Figure 6.

Infusion of Ang II in SM-Tfam^−/− mice predisposes mice to lethal aortic aneurysm and dissections. A, Experimental design: 56 days (8 weeks) after tamoxifen injections, Ang II minipumps were implanted in 6 SM-Tfam^+/+ and 10 SM-Tfam^−/− male mice. Ultrasound and blood pressure (BP) analysis was performed 6 times (empty triangles). B, Evolution of systolic and diastolic BP (top) and maximal AsAo and AbAo diameters (bottom) on Ang II infusion. C, Representative aortic ultrasound images after 28 days of Ang II infusion in SM-Tfam^+/+ and SM-Tfam^−/− mice. Discontinuous red lines mark the lumen boundary and discontinuous yellow lines and arrows denote the lumen diameter. D, Representative macroscopic images of aortas from the same animal cohort shown in A. Red arrowheads indicate aneurysms, dissections, and intramural hematomas. E, Aortic aneurysm incidence and percent survival of Ang II−infused SM-Tfam^+/+ and SM-Tfam^−/− mice from the same cohort shown in A. F, Incidence and localization of lethal aortic dissections and IMH in the same cohort shown in A. G, Representative histologic analysis on sections of AsAo, TDAo, and AbAo from the same cohort shown in A. Statistical significance was assessed by mixed-effects linear model (B) and log-rank (Mantel–Cox) test (E). Data are mean±SEM. Red arrows indicate intramural hematomas. *False lumen; P<0.05, **P<0.01, ***P<0.001, ****P<0.0001 vs.
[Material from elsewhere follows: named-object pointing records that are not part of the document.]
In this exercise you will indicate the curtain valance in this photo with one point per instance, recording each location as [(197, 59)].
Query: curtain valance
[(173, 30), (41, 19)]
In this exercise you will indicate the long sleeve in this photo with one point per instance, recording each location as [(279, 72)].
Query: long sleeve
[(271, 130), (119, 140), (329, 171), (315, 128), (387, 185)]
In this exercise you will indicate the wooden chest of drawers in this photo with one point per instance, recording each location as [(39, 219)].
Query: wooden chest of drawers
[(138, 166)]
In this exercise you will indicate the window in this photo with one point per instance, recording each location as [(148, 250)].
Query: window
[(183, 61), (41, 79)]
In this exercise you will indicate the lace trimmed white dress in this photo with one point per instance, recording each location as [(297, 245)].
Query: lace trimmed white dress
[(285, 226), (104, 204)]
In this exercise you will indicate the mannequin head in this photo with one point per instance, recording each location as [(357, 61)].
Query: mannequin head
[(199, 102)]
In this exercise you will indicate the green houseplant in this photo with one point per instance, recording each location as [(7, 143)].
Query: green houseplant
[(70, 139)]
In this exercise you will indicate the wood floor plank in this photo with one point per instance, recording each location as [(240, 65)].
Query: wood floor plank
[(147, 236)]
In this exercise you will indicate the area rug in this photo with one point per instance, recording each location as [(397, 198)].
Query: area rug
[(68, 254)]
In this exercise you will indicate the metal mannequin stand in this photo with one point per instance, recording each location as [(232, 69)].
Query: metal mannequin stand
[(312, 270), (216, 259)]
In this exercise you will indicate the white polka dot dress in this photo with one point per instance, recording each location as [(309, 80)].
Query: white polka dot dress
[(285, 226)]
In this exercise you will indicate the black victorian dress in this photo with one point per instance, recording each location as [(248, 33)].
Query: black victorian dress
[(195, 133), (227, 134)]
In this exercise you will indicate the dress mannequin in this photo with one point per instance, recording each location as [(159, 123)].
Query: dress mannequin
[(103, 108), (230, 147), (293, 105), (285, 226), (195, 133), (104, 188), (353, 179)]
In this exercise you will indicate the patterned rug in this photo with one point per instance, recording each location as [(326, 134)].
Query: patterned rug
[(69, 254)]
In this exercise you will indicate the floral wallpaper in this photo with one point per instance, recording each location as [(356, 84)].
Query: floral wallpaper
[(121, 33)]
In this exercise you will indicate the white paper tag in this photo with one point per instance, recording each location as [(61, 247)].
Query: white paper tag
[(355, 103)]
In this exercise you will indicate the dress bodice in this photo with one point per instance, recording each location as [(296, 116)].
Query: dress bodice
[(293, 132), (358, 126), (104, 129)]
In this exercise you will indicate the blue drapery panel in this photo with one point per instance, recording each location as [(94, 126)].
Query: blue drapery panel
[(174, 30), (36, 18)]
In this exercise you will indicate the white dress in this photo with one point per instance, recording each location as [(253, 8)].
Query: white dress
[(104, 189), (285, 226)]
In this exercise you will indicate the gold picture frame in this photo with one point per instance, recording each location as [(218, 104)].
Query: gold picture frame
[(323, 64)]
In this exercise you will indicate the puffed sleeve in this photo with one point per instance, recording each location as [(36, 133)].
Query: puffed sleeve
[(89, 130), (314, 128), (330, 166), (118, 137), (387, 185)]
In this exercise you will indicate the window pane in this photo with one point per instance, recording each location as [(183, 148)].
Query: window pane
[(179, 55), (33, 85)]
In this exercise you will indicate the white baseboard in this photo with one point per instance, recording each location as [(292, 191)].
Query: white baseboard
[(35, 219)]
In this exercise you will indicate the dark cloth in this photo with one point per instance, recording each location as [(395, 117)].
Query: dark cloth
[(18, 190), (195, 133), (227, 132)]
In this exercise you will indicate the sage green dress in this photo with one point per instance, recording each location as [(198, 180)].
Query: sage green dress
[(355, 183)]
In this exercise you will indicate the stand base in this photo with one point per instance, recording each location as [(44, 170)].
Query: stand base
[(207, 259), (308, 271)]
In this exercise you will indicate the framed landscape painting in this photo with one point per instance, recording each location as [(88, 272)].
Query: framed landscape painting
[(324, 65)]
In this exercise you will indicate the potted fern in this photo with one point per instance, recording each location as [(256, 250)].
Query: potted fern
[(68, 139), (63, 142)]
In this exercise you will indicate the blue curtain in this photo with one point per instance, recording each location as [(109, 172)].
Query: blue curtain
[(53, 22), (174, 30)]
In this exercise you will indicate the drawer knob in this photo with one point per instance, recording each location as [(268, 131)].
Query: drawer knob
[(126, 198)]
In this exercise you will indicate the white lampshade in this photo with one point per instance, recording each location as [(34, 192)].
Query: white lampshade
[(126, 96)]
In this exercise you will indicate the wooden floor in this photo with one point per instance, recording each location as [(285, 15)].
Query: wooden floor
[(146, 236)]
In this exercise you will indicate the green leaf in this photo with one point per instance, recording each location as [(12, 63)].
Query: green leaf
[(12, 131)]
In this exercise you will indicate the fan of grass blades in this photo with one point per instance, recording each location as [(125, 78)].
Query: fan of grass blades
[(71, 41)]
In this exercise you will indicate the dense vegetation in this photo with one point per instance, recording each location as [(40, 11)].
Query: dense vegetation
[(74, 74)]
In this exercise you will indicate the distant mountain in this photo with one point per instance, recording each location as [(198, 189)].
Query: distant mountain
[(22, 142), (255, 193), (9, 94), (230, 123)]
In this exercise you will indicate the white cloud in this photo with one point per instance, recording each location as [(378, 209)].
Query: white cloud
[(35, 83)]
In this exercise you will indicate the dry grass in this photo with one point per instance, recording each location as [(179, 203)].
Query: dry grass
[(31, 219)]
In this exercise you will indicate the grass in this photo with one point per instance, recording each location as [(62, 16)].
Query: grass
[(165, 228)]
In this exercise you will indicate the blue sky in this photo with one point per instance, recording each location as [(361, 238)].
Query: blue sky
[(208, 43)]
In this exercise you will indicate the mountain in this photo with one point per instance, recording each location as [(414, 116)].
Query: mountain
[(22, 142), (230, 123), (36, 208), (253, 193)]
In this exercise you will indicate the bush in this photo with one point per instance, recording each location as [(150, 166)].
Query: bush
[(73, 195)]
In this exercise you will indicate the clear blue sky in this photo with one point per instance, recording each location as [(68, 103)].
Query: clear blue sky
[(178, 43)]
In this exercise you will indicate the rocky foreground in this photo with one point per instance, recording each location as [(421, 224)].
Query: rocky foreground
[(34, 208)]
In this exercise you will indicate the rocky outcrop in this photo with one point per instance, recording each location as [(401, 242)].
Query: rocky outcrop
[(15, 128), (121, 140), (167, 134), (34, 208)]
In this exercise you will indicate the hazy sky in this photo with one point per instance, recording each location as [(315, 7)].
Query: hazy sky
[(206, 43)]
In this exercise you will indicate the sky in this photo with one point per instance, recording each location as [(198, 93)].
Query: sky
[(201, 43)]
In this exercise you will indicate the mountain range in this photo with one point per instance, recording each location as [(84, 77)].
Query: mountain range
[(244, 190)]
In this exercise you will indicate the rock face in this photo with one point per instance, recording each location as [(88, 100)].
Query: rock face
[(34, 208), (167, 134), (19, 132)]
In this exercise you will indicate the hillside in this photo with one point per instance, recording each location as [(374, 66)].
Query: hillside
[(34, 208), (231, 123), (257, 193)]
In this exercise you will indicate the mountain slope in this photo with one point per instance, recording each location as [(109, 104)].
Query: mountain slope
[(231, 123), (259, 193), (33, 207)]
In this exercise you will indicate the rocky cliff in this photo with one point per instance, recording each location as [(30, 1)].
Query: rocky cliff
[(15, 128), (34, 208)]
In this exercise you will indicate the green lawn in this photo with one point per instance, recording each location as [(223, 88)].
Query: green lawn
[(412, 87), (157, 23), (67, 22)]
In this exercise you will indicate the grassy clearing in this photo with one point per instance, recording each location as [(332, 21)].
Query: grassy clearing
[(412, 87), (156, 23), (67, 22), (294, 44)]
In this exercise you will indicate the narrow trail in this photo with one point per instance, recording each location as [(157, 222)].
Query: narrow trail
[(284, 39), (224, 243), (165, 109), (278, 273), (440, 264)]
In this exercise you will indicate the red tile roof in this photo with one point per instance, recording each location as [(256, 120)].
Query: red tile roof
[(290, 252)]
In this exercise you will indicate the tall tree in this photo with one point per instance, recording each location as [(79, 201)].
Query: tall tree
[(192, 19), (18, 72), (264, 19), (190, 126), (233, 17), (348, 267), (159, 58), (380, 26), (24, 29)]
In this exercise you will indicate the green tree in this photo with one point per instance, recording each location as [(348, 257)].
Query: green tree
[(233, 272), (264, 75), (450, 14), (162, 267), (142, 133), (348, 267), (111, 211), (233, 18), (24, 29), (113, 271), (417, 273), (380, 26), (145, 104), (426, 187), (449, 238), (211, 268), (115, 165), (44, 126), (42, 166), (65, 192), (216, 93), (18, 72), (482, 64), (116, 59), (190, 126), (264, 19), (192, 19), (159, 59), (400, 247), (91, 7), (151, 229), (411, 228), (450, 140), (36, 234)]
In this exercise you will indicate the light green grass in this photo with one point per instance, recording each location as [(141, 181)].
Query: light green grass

SM-Tfam^+/+ mice. AbAo indicates abdominal aorta; Alcian B, Alcian blue; AngII, angiotensin II; AsAo, ascending aorta; BP, blood pressure; EVG, elastin Van Gienson; H/E, hematoxylin eosin; IMH, intramural hematomas; Masson T, Masson’s trichrome; MFS, Marfan syndrome; NR, nicotinamide riboside; SM-Tfam^+/+, tamoxifen–treated Myh11-Cre^ERT2Tfam^Wt/Wt mice; SM-Tfam^−/−, tamoxifen–treated Myh11-Cre^ERT2Tfam^flox/flox mice; TDAo, thoracic descending aorta; Tfam, mitochondrial transcription factor A; Tmx, tamoxifen; TorAo, Thoracic aorta; and TorAo/AbAo, Thoracic/Abdominal aorta.